= Jakob Friedrich Caflisch =

German botanist

Jakob Friedrich Caflisch (3 March 1817 – 9 May 1882) was a German botanist born near Memmingen.

He spent the years from 1836 to 1838 at a teaching seminar in Altdorf, followed by teaching assignments in Leipheim, Neu-Ulm and Augsburg. He prematurely retired from teaching in 1861 due to problems with eyesight.

With Otto Sendtner (1813–1859), a professor of botany at the Ludwig-Maximilians-Universität München, he participated in scientific excursions in the vicinity of Augsburg and throughout the mountains of Allgäu. Caflisch's botanical research included studies on the effects that climate, altitude and soil conditions had upon the geographical distribution of plants.

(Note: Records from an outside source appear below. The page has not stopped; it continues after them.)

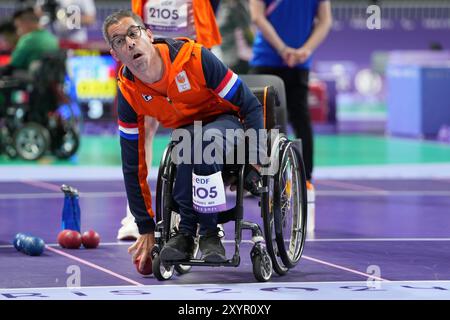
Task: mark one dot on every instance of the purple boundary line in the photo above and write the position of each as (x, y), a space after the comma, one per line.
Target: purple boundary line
(344, 268)
(92, 265)
(347, 185)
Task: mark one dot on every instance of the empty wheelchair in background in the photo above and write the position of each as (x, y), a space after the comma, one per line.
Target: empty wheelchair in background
(36, 113)
(282, 196)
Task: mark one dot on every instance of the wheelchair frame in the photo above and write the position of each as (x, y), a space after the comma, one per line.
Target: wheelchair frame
(267, 257)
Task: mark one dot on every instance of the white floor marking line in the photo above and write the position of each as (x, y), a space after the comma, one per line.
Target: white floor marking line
(129, 243)
(343, 268)
(13, 196)
(44, 185)
(374, 239)
(348, 185)
(362, 193)
(92, 265)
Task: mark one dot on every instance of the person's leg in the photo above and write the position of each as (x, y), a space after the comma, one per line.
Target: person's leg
(296, 85)
(297, 103)
(129, 229)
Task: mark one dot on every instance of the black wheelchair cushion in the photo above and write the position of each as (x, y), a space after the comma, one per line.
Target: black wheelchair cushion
(252, 179)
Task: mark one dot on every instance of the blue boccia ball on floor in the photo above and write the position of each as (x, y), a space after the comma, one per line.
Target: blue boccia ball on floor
(32, 246)
(18, 241)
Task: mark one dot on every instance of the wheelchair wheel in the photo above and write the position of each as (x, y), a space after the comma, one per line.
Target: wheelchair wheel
(183, 269)
(160, 271)
(262, 263)
(290, 205)
(267, 203)
(67, 145)
(31, 141)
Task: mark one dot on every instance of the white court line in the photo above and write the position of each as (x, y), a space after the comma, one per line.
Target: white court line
(93, 265)
(240, 283)
(319, 193)
(41, 184)
(405, 193)
(11, 196)
(129, 243)
(343, 268)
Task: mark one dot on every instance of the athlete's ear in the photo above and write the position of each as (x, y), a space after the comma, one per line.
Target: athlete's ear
(114, 55)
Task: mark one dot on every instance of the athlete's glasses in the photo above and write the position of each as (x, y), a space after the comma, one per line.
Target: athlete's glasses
(133, 32)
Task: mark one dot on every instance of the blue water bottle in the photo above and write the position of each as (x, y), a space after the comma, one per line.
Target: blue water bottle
(71, 216)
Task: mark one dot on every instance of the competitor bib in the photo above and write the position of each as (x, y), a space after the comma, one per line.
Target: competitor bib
(208, 193)
(170, 18)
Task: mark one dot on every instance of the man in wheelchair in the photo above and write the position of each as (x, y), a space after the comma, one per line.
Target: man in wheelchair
(33, 43)
(177, 82)
(45, 117)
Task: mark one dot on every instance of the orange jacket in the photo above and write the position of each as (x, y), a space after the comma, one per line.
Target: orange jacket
(207, 31)
(182, 105)
(199, 87)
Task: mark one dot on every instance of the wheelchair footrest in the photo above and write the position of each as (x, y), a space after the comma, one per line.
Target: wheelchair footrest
(201, 262)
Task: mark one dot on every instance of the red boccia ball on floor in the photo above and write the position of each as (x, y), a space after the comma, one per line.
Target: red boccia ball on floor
(61, 238)
(90, 239)
(72, 239)
(147, 266)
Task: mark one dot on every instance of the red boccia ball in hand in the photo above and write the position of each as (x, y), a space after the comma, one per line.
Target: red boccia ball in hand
(90, 239)
(72, 239)
(147, 266)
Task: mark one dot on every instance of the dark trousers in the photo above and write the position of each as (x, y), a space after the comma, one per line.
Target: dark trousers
(182, 193)
(296, 84)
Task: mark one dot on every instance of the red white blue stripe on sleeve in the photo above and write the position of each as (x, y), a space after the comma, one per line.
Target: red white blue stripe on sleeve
(128, 131)
(227, 88)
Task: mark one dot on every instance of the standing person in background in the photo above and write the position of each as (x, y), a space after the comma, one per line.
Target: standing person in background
(68, 19)
(288, 33)
(237, 35)
(194, 19)
(33, 41)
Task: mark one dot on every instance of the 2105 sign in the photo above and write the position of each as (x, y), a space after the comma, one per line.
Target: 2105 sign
(164, 13)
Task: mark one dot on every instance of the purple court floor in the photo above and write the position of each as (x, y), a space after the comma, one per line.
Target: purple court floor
(384, 230)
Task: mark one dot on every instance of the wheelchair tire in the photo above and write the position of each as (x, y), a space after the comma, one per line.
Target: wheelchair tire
(183, 269)
(161, 272)
(262, 264)
(164, 185)
(286, 189)
(31, 141)
(269, 228)
(68, 144)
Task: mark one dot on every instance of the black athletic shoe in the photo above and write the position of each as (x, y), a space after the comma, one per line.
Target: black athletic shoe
(179, 247)
(212, 248)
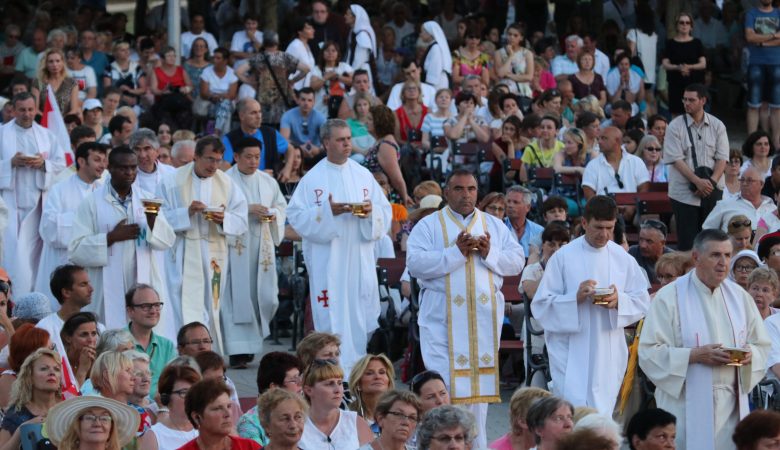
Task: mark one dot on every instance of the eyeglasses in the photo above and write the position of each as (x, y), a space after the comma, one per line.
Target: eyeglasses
(402, 416)
(199, 342)
(445, 439)
(105, 420)
(146, 307)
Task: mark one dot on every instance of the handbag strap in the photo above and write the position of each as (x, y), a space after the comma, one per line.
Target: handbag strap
(276, 81)
(690, 138)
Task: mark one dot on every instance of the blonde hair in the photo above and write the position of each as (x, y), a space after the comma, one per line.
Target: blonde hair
(521, 402)
(357, 373)
(272, 398)
(70, 441)
(22, 388)
(112, 363)
(43, 73)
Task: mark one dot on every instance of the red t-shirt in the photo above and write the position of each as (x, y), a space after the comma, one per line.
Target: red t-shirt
(237, 444)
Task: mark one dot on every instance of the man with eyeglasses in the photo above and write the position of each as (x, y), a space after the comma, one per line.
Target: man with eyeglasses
(705, 347)
(208, 212)
(694, 186)
(614, 170)
(749, 203)
(652, 244)
(143, 307)
(117, 241)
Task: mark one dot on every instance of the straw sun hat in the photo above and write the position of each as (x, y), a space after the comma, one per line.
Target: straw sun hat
(60, 417)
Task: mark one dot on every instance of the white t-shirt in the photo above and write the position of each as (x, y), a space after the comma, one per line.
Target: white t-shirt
(189, 37)
(216, 84)
(241, 43)
(85, 78)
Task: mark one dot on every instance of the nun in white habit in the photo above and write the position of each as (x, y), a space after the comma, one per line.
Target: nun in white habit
(437, 63)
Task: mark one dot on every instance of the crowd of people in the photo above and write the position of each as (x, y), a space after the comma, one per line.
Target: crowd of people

He was a founding member of the Naturhistorischen Vereins in Augsburg (Natural History Society in Augsburg) and until his death in 1882, was in charge of the botanical collections at the Museum of Natural Sciences in Augsburg.

== Written works ==
- Uebersicht der flora von Augsburg, 1850 - Overview of flora of Augsburg.
- Beiträge zur Flora von Augsburg, 1867 - Contributions to the flora of Augsburg.
- Excursions-Flora für das südöstliche Deutschland, 1881 - Botanical excursions in southeastern Germany.